Nella scorsa estate e autunno, abbiamo messo alla prova il Vetta Tech GTX su decine di giornate indimenticabili, affrontando percorsi mozzafiato tra le montagne della Valle d'Ossola, il Canton Vallese in Svizzera e i vulcani delle Canarie. Abbiamo percorso itinerari di difficoltà varia, dal semplice E fino all'EE e EEA, conquistando cime oltre i 3000 metri come l'Hubschorn in Svizzera, il Pizzo Scheggia in Valle Vigezzo e la cima Elgio in alta Valle Formazza. Abbiamo dominato pietraie ripide e sfasciumi instabili, come quelli del Wasenhorn a 3200 metri – un terreno feroce, esposto e tecnico fino all'ultimo passo – e persino la lava aspra di Lanzarote. Risultato? Prestazioni stellari ovunque, che ci hanno fatto innamorare di questo gioiello Garmont.

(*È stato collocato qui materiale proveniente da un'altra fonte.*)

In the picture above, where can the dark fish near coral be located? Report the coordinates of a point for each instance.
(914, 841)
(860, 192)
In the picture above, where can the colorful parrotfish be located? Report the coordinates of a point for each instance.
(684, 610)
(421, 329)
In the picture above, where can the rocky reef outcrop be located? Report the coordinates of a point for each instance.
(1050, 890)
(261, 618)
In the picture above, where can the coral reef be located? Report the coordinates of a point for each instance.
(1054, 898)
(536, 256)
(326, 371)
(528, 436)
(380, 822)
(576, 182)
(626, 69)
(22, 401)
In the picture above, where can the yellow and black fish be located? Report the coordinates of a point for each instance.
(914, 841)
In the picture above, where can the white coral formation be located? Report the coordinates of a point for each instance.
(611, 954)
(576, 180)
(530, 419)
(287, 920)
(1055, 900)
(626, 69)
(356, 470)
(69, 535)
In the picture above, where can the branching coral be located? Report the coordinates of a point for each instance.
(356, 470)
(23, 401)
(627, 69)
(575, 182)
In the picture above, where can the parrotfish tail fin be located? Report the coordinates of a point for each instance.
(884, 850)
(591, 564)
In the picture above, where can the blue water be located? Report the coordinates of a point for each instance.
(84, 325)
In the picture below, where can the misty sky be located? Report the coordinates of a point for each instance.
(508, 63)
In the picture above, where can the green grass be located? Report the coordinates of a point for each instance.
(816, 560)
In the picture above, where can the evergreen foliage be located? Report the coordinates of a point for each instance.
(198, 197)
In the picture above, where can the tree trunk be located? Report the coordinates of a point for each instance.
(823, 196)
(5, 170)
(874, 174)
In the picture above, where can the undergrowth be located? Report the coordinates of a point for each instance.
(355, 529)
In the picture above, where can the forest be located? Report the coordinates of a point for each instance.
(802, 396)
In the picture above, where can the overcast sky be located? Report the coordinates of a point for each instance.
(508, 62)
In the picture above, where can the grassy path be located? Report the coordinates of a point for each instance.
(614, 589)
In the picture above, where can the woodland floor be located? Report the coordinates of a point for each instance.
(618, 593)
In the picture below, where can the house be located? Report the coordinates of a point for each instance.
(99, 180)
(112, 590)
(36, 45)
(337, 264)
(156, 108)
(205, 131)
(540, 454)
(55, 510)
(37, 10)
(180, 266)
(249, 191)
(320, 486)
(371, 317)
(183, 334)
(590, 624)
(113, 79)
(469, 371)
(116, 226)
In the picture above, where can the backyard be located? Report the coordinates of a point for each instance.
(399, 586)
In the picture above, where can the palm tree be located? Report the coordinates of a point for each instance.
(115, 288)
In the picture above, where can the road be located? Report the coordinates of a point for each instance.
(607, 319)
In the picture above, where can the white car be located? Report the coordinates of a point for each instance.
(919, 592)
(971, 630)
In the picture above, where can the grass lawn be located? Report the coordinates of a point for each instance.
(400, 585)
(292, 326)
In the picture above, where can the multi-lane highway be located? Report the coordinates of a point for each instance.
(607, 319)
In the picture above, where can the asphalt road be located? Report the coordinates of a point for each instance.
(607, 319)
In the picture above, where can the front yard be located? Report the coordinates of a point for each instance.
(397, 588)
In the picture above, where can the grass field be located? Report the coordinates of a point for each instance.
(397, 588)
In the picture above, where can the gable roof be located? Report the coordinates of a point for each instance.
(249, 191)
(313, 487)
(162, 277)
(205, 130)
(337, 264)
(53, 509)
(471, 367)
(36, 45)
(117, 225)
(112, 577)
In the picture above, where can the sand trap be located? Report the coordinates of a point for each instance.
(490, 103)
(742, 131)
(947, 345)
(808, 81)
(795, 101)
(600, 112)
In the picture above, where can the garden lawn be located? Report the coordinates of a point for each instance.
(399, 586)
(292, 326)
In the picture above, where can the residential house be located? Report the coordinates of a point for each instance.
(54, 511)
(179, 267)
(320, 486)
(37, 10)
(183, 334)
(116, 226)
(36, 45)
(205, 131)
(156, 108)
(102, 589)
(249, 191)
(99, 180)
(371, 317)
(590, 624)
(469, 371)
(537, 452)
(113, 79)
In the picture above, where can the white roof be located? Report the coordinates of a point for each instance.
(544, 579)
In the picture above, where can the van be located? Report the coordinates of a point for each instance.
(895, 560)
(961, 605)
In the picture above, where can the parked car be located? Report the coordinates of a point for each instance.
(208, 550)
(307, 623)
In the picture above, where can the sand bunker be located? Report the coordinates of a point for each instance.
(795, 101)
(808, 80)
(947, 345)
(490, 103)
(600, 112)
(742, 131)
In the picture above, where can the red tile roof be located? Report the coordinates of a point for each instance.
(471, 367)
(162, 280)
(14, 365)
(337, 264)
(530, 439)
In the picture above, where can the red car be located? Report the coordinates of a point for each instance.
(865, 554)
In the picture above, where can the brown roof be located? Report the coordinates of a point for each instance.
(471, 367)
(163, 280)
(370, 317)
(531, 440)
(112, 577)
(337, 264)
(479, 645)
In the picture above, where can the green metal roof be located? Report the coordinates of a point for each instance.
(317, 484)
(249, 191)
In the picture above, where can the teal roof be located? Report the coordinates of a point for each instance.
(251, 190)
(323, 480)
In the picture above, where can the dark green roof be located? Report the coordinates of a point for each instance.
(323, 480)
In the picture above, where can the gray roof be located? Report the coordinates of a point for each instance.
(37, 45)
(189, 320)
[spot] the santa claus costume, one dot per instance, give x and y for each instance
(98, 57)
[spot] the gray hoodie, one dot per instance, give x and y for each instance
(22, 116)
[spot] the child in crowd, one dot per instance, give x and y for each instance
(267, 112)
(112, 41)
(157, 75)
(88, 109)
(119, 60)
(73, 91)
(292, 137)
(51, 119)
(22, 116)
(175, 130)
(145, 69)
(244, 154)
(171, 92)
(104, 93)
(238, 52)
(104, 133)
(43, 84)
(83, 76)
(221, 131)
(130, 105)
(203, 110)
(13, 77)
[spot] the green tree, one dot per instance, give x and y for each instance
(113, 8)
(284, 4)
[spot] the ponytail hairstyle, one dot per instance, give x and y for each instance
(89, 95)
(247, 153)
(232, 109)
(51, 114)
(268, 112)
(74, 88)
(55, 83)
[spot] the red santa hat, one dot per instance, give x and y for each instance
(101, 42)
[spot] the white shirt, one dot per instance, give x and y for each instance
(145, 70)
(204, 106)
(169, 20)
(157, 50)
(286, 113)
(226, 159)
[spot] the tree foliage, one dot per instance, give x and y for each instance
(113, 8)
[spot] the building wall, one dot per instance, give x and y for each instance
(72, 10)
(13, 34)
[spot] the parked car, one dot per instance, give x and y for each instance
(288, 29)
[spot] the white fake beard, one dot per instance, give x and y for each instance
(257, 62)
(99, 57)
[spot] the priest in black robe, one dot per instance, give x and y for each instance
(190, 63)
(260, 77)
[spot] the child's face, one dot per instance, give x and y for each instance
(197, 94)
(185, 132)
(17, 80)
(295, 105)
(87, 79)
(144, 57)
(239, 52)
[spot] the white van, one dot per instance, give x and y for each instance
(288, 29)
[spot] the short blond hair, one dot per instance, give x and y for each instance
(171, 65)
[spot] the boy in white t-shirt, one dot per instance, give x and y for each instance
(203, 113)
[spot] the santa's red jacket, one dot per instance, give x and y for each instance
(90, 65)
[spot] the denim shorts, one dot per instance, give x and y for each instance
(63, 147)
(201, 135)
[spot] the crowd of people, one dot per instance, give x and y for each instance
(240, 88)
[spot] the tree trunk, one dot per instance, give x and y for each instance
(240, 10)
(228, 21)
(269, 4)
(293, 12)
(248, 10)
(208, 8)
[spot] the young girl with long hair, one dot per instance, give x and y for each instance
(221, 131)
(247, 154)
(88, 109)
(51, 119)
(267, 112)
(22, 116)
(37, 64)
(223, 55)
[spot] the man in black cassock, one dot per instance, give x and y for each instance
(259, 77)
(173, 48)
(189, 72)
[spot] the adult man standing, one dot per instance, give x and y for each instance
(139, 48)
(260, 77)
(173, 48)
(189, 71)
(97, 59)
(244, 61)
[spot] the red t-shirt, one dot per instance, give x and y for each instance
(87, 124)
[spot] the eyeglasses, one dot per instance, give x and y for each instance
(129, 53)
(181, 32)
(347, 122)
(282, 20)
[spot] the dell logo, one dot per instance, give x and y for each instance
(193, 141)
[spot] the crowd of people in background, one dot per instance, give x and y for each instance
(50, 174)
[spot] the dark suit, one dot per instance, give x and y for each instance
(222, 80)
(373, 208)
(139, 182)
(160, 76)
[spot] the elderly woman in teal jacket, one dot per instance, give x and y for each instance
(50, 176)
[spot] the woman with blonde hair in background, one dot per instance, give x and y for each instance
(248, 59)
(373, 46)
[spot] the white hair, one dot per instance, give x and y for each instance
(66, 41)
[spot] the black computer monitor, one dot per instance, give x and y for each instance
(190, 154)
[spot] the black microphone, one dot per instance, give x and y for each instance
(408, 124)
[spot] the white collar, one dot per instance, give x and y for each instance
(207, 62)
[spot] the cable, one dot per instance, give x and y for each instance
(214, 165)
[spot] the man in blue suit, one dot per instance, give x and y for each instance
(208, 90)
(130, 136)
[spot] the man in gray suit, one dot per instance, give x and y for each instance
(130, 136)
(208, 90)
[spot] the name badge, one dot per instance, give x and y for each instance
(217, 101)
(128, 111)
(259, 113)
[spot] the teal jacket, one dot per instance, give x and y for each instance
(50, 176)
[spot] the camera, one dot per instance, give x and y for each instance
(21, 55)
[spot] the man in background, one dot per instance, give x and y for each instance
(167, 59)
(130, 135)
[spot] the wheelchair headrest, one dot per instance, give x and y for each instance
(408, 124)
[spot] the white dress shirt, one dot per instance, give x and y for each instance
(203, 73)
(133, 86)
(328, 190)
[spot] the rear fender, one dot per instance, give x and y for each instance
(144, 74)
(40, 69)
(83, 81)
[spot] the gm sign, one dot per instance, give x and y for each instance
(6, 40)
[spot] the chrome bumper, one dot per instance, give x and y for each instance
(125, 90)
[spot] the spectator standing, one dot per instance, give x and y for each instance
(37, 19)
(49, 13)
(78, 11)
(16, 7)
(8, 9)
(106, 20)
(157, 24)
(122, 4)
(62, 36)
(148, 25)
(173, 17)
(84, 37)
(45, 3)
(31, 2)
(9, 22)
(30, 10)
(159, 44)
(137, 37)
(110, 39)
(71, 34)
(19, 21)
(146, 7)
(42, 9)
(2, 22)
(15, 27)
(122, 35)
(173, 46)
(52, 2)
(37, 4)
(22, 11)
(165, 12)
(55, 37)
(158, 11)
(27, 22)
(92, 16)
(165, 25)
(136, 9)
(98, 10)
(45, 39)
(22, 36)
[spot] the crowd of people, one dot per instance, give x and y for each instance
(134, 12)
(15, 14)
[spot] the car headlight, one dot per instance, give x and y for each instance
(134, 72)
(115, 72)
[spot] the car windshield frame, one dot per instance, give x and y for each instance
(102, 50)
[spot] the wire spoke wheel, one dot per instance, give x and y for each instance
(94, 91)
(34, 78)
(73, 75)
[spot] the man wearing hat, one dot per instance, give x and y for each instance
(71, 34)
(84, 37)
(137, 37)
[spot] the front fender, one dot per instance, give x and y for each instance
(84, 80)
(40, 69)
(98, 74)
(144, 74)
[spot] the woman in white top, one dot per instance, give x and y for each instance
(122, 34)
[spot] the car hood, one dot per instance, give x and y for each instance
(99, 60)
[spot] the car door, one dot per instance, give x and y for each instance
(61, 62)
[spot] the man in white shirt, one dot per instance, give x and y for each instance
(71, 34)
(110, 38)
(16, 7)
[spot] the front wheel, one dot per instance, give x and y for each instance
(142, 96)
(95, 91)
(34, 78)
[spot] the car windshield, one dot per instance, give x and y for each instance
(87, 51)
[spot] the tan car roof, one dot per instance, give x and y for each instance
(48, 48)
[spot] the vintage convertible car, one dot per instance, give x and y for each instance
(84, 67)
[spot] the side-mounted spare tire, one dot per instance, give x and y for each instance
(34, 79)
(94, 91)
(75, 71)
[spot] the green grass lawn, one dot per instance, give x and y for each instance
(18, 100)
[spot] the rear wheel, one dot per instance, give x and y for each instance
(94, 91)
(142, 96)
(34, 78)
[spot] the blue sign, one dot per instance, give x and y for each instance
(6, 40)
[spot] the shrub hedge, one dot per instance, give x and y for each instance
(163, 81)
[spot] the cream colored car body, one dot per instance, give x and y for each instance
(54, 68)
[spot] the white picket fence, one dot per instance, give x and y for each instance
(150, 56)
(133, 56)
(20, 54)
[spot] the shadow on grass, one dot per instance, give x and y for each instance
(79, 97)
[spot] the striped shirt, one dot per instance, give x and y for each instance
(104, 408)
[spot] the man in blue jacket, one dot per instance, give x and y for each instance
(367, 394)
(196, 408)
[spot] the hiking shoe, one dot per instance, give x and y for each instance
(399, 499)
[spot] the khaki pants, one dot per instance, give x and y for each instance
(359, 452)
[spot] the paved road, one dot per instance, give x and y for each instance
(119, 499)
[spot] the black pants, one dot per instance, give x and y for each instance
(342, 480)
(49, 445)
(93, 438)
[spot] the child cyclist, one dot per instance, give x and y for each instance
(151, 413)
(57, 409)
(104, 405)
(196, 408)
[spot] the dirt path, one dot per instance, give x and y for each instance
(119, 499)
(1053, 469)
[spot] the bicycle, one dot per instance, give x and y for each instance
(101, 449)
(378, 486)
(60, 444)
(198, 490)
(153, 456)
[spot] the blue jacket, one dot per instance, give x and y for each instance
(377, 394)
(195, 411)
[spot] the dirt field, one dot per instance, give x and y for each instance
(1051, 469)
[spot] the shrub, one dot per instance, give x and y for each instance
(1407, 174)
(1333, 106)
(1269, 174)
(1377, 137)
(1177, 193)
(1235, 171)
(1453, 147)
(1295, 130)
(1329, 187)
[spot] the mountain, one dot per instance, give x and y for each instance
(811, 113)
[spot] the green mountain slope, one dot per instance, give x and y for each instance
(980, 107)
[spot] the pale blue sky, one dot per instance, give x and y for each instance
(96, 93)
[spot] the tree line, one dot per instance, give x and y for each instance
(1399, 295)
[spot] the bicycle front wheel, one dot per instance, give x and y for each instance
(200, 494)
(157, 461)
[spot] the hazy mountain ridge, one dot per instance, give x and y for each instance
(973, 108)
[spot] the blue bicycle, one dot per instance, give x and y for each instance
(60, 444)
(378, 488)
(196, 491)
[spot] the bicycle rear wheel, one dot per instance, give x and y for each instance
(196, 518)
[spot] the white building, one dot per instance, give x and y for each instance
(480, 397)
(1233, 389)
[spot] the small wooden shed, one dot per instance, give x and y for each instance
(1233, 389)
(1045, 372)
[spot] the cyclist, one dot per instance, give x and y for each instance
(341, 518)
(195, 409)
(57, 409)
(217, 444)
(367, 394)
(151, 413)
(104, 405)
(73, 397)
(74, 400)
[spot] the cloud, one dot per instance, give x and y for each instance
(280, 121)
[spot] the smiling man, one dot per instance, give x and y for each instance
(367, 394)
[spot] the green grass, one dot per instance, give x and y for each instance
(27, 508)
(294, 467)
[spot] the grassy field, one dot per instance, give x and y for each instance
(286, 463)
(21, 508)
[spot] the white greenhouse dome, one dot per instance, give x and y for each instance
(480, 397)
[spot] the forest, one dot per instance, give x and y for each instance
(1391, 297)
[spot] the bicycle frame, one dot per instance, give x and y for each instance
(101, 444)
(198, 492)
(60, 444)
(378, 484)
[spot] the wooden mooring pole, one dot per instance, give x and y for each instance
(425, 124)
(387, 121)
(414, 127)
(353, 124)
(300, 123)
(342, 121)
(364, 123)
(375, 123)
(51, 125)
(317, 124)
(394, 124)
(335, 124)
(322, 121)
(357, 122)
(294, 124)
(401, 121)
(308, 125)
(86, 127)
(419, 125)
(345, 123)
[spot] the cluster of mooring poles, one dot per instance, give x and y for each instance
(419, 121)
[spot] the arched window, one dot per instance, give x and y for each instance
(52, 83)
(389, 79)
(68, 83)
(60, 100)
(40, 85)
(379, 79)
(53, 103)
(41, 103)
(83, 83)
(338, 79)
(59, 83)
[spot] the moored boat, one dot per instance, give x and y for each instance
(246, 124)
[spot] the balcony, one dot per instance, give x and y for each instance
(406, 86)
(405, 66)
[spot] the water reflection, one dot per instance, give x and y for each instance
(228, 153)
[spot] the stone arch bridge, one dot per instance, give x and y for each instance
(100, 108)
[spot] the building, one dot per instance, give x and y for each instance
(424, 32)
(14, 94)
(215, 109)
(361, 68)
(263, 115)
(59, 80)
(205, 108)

Questo scarpone è un vero asso nella manica, così versatile da adattarsi a tutto: trekking con carichi pesanti che ti fanno sentire invincibile, ferrate di medio impegno che diventano un gioco da ragazzi, e escursioni dalla primavera all'autunno senza mai deludere. Confortevole da morire e flessibile al punto giusto – basta abbinarlo alla calza perfetta – si presta a ritmi serrati e avventure multi-giorno, come la nostra epica traversata di quattro giorni dal Passo del Sempione alla Valle Formazza, tecnica e instancabile. Eppure, quando serve, tira fuori una rigidità chirurgica che lo rende preciso come un laser su vie attrezzate in quota e terreni estremi: è il compagno che trasforma ogni sfida in trionfo.
Insomma, il Vetta Tech GTX ci ha stregati con una calzata e una stringatura perfette, un'impermeabilità a prova di nubifragio, una traspirabilità superlativa che varia solo con la calza scelta, una stabilità granitica e un grip da urlo sulla suola, ideale pure per facili arrampicate e ferrate. È il più figo del mondo, punto: non c'è niente che lo eguagli per chi vive l'outdoor con passione vera.